Revisiting the Last-Iterate Convergence of Stochastic Gradient Methods

TL;DR

This paper provides a unified analysis of the last-iterate convergence of stochastic gradient methods, extending results to broader settings including non-Euclidean norms, composite objectives, and heavy-tailed noise.

Contribution

It introduces a comprehensive framework for proving last-iterate convergence rates of SGD under general conditions, overcoming previous limitations such as bounded noise and compact domains.

Findings

Unified convergence analysis for general domains and objectives

Extension to non-Euclidean norms and composite optimization

Convergence guarantees under heavy-tailed and sub-Weibull noise

Abstract

In the past several years, the last-iterate convergence of the Stochastic Gradient Descent (SGD) algorithm has triggered people's interest due to its good performance in practice but lack of theoretical understanding.

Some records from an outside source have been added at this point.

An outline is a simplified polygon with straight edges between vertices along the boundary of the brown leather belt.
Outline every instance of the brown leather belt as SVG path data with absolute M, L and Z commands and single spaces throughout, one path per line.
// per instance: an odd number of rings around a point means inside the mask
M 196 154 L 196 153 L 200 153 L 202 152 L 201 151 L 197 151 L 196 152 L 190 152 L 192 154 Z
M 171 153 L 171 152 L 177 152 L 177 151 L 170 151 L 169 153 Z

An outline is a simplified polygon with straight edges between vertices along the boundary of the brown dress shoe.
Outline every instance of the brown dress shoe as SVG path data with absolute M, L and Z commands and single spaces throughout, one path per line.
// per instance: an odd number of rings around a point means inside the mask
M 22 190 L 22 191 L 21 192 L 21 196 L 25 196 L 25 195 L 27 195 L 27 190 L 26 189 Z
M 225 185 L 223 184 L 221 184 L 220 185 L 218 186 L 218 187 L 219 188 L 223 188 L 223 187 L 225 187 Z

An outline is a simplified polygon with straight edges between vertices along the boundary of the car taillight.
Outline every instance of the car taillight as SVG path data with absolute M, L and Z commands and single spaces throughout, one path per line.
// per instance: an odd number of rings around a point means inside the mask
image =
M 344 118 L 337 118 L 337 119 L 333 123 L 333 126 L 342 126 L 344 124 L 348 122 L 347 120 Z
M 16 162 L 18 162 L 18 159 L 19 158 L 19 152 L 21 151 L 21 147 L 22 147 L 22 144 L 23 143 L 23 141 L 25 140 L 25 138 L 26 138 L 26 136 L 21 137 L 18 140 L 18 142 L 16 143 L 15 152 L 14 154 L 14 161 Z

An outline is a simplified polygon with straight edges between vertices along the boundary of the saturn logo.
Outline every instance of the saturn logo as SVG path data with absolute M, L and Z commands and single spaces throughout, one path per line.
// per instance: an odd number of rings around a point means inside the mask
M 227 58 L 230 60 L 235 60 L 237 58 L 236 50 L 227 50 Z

For Lipschitz convex functions, different works have established the optimal $O(\log(1/\delta)\log T/\sqrt{T})$ or $O(\sqrt{\log(1/\delta)/T})$ high-probability convergence rates for the final iterate, where T is the time horizon and \delta is the failure probability. However, to prove these bounds, all the existing works are either limited to compact domains or require almost surely bounded noise. It is natural to ask whether the last iterate of SGD can still guarantee the optimal convergence rate but without these two restrictive assumptions. Besides this important question, there are still lots of theoretical problems lacking an answer. For example, compared with the last-iterate convergence of SGD for non-smooth problems, only few results for smooth optimization have yet been developed. Additionally, the existing results are all limited to a non-composite objective and the standard Euclidean norm. It still remains unclear whether the last-iterate convergence can be provably extended to wider composite optimization and non-Euclidean norms. In this work, to address the issues mentioned above, we revisit the last-iterate convergence of stochastic gradient methods and provide the first unified way to prove the convergence rates both in expectation and in high probability to accommodate general domains, composite objectives, non-Euclidean norms, Lipschitz conditions, smoothness, and (strong) convexity simultaneously. Additionally, we extend our analysis to obtain the last-iterate convergence under heavy-tailed and sub-Weibull noise.